Bu akşam Gezi Parkı’nda toplandı herkes. Ben de gittim. Sabah yapılan gaz bombalamalarının psikolojik etkisiyle zaten doğru dürüst çalışabilmiş değildim ve midem sürekli bulanıyordu. Hazmedemedim olanları, koskoca bir başbakanın yönettiği insanlara bu şekilde davranmasını anlayamıyorum zaten baştan beri. Eskilerin ‘havsalam almıyor’ dedikleri cinsten bir durum bu. Bacaklarım ağırlaştı, tüm bedenimin fişi çekilmiş gibi ağırlaştı hareketlerim. Korkunun ecele faydası yok, orada olmalıyım dedim, aslında bir ışık işçisiyim ben. Enerjiye kanallık ederim, şifacılık rolümü iyi yapmaya çalışırım. Ülkenin bir çok yerinde insanlar belli saatlerde ülkemizin en yüksek hayrına şifa vermek için birleşiyorlar, ama benim bir yandan da hareket halinde olmam gerekli, orada arkadaşlarım var. Yoldan birkaç maske, bir deniz gözlüğü, sargı bezi aldım. Parka doğru ilerleyen kalabalığa karıştım ve arkadaşlarımla buluştum. Birlikte parka gittik. Sohbet edip gülüşürken bir yandan basın açıklamasını bekliyorduk. Uzun süredir görmediğim arkadaşlarımı da gördüm. Herkes sakindi.
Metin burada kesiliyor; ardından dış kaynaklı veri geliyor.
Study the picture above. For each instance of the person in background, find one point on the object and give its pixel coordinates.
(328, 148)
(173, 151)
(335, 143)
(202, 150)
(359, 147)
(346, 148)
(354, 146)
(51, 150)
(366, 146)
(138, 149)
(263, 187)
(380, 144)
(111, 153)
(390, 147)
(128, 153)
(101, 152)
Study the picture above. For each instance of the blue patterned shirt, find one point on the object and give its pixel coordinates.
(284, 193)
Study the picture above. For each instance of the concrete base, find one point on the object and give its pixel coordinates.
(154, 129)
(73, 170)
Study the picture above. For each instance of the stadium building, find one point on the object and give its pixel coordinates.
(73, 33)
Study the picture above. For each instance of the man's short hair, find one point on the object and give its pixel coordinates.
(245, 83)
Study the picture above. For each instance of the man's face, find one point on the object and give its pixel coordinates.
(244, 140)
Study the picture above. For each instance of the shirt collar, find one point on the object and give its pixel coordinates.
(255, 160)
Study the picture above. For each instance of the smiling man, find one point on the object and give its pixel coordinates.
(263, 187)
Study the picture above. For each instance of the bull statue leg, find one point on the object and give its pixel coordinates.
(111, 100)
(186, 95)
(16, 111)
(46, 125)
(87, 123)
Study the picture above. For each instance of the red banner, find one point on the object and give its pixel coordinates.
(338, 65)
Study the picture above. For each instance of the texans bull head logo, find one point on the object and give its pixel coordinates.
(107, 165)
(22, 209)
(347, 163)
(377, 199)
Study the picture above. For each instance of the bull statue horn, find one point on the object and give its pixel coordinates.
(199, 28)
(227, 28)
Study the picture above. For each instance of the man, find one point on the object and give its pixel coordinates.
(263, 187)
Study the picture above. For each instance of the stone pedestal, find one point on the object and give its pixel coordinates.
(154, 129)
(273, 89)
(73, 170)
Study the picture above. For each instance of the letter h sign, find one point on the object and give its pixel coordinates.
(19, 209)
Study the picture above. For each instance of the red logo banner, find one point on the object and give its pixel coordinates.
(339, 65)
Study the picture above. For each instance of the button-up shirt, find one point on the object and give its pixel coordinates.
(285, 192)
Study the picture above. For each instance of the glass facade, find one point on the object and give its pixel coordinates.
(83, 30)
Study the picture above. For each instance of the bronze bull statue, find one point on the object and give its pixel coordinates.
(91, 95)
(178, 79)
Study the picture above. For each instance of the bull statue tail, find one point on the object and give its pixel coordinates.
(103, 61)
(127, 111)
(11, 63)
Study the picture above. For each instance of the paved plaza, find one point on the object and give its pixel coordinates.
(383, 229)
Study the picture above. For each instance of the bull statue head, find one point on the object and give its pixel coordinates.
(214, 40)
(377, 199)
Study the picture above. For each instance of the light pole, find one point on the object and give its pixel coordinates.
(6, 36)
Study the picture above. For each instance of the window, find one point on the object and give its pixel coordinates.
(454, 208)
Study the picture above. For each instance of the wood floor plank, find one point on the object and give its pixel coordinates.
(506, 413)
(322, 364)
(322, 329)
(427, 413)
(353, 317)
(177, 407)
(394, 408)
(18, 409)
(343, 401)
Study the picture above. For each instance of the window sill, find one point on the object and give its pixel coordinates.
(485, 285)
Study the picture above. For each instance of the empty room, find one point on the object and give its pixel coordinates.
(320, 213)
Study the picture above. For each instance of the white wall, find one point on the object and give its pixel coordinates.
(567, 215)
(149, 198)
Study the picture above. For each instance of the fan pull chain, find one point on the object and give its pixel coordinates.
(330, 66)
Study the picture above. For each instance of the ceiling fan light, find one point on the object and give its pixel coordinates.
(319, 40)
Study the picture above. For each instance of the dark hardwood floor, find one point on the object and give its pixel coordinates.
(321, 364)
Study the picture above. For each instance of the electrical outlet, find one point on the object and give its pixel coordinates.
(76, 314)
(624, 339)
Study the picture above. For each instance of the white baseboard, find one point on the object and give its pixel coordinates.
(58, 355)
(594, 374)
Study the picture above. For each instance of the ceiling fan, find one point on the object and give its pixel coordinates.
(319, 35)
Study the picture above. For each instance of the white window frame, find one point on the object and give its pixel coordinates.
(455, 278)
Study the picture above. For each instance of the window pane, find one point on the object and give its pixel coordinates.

Birden gaz saldırısı başladı. Halbuki ben çok emindim, hiçbir şey olmayacağından. Bir devlet neden savunmasız vatandaşının üzerine saldırır ki? O kadar emindim ki, gözlüğüm çantamdaydı. Maskeyi taktım, ama hiçbir işe yaramadı. Kaçıştık. Arkadaşlarım sahip çıktı bana. Gözlerim yandı, nefes alamadım, korktum. Kalabalıkta sıkıştık, panik oldum, arkadaşlarıma güvendim. Sakin sakin yürüdük, kimse koşmadı, kimse birbirini ezmedi. Ben gözlerimi kapattım. Çok yandı gözlerim. En çok da utandım, oradaki insanların o hale getirilmelerinden utandım. İnsanlığımdan utandım, hiçbir şey yapamadığım için, çaresizliğimden utandım. Tek suçu insan gibi yaşamak istemek olan bu insanlara yapılan davranış gerçekten insanlık suçu, bunun bir parçası olanların benim kadar utandığını sanmıyorum, ama o kadar gittiğim kurs boşuna değil tabii ki. Bende onlardan parçalar olduğunu biliyorum, onları kabul etmeye çalışıyorum. Bunu her düşündüğümde ‘seni seviyorum, lütfen beni affet, özür dilerim, teşekkür ederim’ diyerek kendimi arındırmaya çalışıyorum. Çalışıyorum ki, etrafım da huzur bulsun, çünkü biliyorum ki, her birimizin içi nasılsa dışımız da öyle. Hepimiz sorumluyuz bu olanlardan, hepimiz derslerimizi alacağız, hepimiz üstümüze düşeni yapacağız.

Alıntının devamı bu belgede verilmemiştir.